Nobody would’ve believed that a character like him could ever exist.
Damien Moran got stuck at O’Hare.
And it wasn’t because of all the planes that are being inspected for defects.
No, it was because of his politics.
On Sunday, April 6, Moran flew into Chicago.
He was coming to the United States to meet his brother in Virginia, to give at talk a couple days later at a public library in Colorado Springs, sponsored by Citizens for Peace in Space, and to speak at the 16th annual Space Organizing Conference in Omaha, sponsored by the Global Network Against Weapons in Space.
But he didn’t get to see his brother, and he wasn’t allowed to attend either event.
In fact, he never got past the guards at O’Hare.
“I was immediately detained and questioned by Homeland Security,” he wrote in a press release.
Evidently, Homeland Security had information in its computers on Moran.
“When the Homeland Security agent scanned my passport something popped up on their computer screen that alerted him to call over another, more elderly agent,” Moran tells The Progressive. “He asked me had I ever been arrested and I said, ‘Yes, but I was acquitted 2 years ago.’ I didn't say for what and they didn't ask. They asked me to stand aside. Three minutes later another agent accompanied me to the Homeland Security office. Another agent then processed my details.”
Moran had, in fact, participated in an action five years ago in Ireland where protesters had entered Shannon Airport in Ireland and damaged a U.S. Navy jet. (www.warontrial.net.) Moran and four others were charged with causing criminal damage to the aircraft, but they were acquitted of the charge.
One officer Moran describes as “gung-ho” found out the details about his initial arrest and said, “Nice one, Shannon Airport.” But he didn’t believe Moran about the acquittal.
“We have no proof of that,” he told Moran.
“He then said, ‘Give me your phone,’ after I asked to call my brother in Virginia and tell him I was going to miss my connecting flight.”
Moran said he wanted to speak to a superior officer first, and Bock said, “I’m as senior as you’re going to speak to,” and, “You either give me that phone or I’m going to take it from you.”
Moran said that Officer Bock got belligerent: "You're going nowhere.

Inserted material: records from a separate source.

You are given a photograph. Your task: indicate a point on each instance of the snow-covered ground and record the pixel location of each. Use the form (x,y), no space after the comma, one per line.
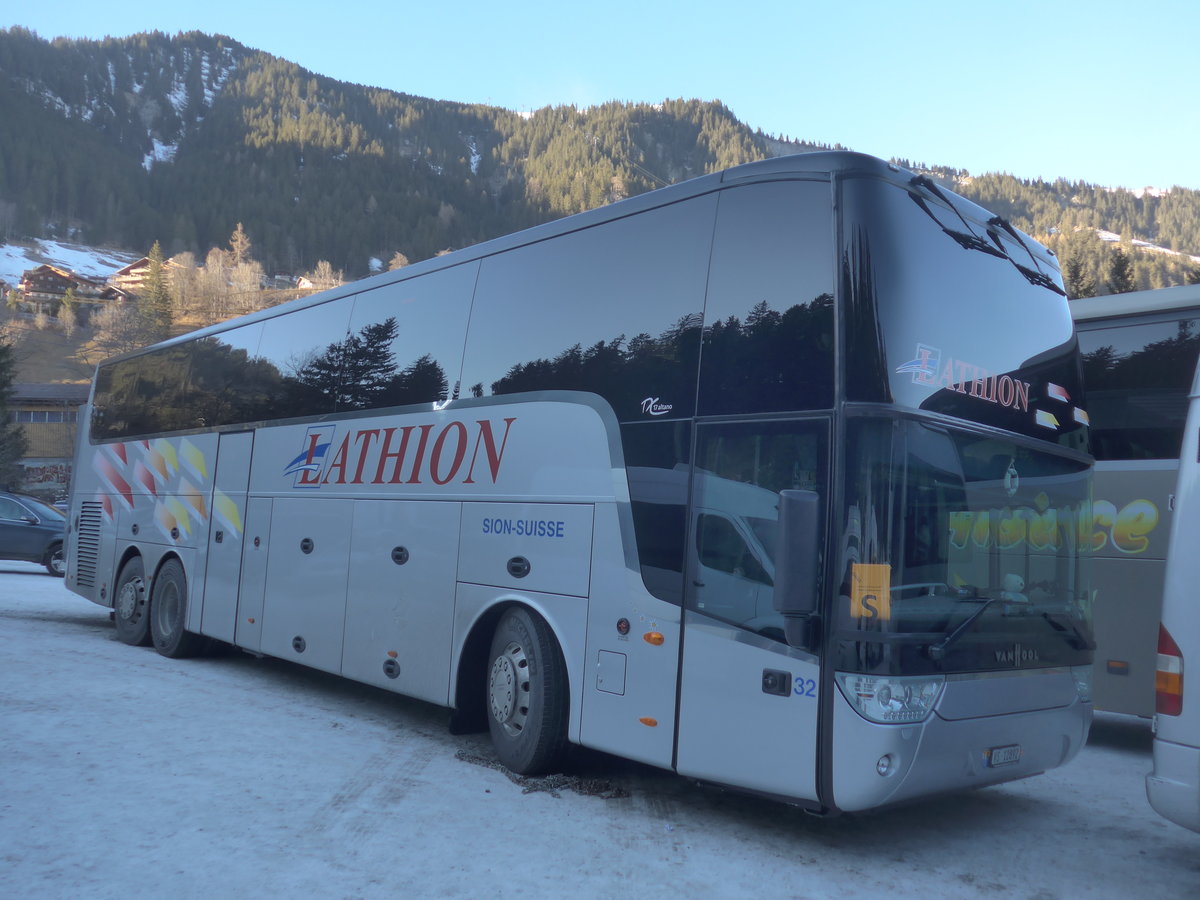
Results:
(124,774)
(78,258)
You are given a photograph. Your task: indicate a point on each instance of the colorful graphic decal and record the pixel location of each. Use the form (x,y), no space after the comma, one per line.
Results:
(171,475)
(1127,529)
(1043,527)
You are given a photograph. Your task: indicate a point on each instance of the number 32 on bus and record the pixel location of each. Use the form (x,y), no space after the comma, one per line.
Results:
(774,478)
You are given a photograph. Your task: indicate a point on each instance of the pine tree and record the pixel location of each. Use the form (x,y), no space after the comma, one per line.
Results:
(239,246)
(1077,280)
(1119,274)
(154,299)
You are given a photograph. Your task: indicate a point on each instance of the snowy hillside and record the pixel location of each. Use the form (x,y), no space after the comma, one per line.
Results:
(16,258)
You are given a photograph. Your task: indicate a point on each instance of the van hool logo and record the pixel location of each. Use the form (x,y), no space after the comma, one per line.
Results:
(1018,655)
(406,455)
(653,406)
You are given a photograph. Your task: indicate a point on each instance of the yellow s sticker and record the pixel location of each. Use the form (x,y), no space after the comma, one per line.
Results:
(870,591)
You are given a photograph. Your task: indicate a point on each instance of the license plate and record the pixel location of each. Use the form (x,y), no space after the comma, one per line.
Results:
(1002,755)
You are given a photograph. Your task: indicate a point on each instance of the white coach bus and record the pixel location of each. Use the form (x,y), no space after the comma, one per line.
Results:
(1174,784)
(1139,354)
(439,481)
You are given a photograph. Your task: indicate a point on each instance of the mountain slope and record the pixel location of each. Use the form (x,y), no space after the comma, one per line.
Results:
(130,141)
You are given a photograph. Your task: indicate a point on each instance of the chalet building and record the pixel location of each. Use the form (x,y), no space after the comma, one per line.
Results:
(131,277)
(45,287)
(48,415)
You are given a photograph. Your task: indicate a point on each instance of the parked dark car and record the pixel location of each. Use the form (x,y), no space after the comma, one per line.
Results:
(31,531)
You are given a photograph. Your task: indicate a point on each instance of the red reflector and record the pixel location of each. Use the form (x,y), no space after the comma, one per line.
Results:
(1169,676)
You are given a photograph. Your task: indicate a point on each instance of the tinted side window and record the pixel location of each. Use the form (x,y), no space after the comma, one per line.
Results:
(406,341)
(741,468)
(307,348)
(768,319)
(657,462)
(1138,378)
(144,395)
(613,310)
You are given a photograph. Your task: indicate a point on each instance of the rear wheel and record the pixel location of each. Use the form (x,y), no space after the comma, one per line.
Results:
(527,694)
(131,609)
(55,561)
(168,613)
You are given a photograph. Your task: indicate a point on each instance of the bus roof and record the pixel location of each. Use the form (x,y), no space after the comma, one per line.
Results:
(819,163)
(1135,303)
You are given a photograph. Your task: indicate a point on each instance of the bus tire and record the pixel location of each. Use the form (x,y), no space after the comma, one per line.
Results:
(131,605)
(168,613)
(527,694)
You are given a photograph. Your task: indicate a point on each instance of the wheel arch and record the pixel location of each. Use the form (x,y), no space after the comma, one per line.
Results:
(130,552)
(469,672)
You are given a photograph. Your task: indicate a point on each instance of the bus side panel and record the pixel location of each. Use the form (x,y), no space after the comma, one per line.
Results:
(400,606)
(1132,522)
(304,610)
(252,592)
(736,731)
(226,527)
(1174,784)
(629,679)
(1128,598)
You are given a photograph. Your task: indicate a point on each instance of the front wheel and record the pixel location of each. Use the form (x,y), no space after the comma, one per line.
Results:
(57,561)
(168,613)
(527,694)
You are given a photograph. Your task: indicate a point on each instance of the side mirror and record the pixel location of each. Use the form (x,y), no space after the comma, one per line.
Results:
(797,561)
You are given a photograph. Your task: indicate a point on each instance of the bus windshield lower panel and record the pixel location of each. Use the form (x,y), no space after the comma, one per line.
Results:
(961,552)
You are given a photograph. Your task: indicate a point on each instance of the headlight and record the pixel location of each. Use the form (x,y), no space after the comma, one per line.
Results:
(1083,682)
(891,701)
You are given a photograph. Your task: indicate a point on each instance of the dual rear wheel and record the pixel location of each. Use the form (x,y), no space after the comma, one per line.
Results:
(527,694)
(154,613)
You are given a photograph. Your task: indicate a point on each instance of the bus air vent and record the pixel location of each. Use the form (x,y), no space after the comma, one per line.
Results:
(88,543)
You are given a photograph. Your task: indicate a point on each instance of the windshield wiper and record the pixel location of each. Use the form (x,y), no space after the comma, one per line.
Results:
(937,651)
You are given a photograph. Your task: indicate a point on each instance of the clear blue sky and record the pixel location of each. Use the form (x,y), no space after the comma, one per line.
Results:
(1099,90)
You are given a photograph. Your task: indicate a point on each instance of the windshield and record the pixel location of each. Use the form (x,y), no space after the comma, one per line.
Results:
(960,552)
(957,313)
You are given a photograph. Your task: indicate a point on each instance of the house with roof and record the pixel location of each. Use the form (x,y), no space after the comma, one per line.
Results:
(48,415)
(45,287)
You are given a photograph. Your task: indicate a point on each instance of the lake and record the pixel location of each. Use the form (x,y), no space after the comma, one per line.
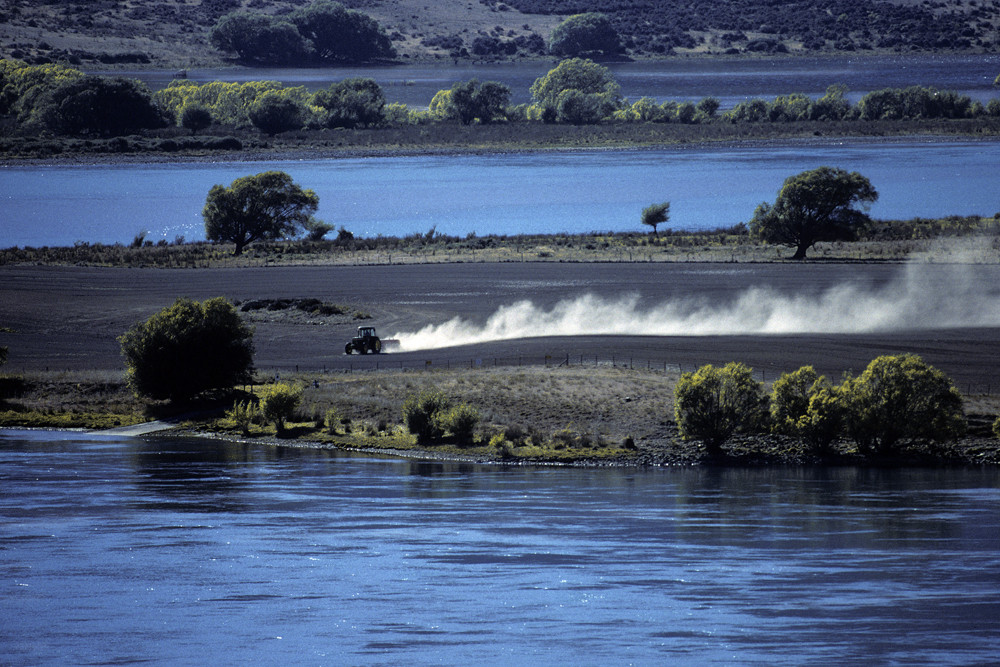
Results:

There is no way that you are getting into this country. Deportation is the least of your problems.”
At that point, Moran said he “decided there was no point in pushing his buttons too far.”
After a five hour wait, he got his phone back and was put on a one-way flight to Warsaw, Poland, where he is currently teaching and where he is involved in protests against the placement of U.S. missile defense systems.
The Transportation Security Administration and Homeland Security did not return phone calls for comment.
The Global Network Against Weapons in Space is outraged that Moran was not allowed to come to the conference it was holding.
“Damien is an incredible activist, and we were very eager to hear the story about what’s going on in Poland right now,” said Mary Beth Sullivan, outreach coordinator for the group. “He would have been speaking right now at this rally at Stratcom,” she added on Friday afternoon from Omaha.
“Why on earth wouldn’t this government of ours allow an Irish citizen to share the reality of what’s going on in Poland is just appalling. What are we afraid of?”
For his part, Moran wrote: “There is no room for dissenters’ perspectives in America.”